Elektron is one of five companies that supply the French government with surveillance equipment, with the company's chairman Michel Besnier saying that Elektron is responsible for 35 per cent of telecommunications intercepts in France.
He noted that unpaid debts of €8 million placed a considerable strain on his company, whose annual turnover in 2014 was €12 million, while any additional pressures on Elektron may have an adverse impact on the ability of French agencies to monitor suspected jihadist cells.
The French ministry has hit back at the claims, saying that it was in fact the company's fault for their non-payment, as Elektron had failed to send invoices over the past couple of months.

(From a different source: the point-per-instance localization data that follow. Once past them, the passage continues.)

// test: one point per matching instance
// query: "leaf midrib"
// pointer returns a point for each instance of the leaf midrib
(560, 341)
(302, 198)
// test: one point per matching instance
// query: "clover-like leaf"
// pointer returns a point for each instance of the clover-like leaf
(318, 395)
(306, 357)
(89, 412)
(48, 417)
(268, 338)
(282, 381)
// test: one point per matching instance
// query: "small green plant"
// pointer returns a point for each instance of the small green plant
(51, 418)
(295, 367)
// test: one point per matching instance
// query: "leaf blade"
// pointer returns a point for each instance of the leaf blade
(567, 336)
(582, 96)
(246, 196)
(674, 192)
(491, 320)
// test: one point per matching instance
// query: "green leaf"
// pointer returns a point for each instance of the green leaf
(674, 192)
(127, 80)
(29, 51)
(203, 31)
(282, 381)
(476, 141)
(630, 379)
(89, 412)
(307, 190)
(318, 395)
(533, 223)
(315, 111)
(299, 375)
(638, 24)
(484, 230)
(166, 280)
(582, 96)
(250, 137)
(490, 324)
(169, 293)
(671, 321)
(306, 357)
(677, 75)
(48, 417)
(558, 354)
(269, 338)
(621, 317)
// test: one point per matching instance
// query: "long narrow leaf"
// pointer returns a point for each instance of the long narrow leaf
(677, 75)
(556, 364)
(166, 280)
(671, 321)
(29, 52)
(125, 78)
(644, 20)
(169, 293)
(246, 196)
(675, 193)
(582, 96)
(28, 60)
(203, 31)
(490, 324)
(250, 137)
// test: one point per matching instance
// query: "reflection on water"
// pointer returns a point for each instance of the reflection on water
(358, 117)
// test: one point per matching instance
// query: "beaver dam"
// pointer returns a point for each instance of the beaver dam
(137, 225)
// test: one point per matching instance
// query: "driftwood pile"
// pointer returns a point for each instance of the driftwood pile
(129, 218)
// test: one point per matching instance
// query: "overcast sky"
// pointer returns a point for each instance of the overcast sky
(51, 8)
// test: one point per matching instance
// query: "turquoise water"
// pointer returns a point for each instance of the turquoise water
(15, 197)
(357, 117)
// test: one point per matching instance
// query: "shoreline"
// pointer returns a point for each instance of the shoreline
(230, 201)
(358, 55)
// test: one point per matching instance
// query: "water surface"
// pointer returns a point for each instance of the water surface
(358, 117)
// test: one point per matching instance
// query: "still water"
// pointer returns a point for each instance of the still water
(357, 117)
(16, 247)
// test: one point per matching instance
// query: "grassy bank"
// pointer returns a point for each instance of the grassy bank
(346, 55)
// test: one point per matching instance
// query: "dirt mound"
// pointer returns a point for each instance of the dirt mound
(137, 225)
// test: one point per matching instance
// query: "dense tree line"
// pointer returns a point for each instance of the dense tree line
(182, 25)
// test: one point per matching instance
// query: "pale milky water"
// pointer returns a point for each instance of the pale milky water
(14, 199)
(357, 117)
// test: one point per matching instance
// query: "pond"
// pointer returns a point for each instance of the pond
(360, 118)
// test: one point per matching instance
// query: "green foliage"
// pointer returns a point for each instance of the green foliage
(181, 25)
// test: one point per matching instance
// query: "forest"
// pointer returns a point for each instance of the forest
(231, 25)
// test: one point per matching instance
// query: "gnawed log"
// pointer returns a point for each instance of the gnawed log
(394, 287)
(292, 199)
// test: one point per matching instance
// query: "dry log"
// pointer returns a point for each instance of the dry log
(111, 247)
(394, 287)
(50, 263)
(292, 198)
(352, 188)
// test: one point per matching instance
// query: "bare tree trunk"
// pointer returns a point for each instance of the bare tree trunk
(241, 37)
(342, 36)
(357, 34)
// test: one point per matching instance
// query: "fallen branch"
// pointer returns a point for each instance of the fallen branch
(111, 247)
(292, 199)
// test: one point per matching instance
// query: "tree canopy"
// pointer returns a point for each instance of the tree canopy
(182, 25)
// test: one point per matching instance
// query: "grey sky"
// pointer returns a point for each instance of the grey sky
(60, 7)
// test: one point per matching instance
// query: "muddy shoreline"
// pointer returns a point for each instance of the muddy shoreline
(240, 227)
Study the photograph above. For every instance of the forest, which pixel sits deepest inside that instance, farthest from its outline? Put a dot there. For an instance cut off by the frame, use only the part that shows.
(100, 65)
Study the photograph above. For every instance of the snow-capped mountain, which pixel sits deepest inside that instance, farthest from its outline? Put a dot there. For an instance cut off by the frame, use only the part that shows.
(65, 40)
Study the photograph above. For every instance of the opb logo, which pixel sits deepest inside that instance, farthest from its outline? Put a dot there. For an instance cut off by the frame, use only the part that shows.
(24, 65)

This latest issue is another in the ongoing dispute between the French government and the country's private surveillance equipment providers, with the contractors unhappy at plans to set up a national surveillance operation, which may force them out of business.
The government says the new measures will save the country considerable amounts in surveillance spending, however questions have been raised over whether this will compromise the resources and operations of the country's intelligence agencies.
The new approach to tackling extremism will see prisoners convicted of terror-related offences housed in separate prison departments, as part of a plan to prevent prisoners from becoming radicalised during incarceration.
This will be combined with the increased use of counsellors and psychologists, who will be tasked with monitoring those suspected of being involved in terrorism or extremist groups.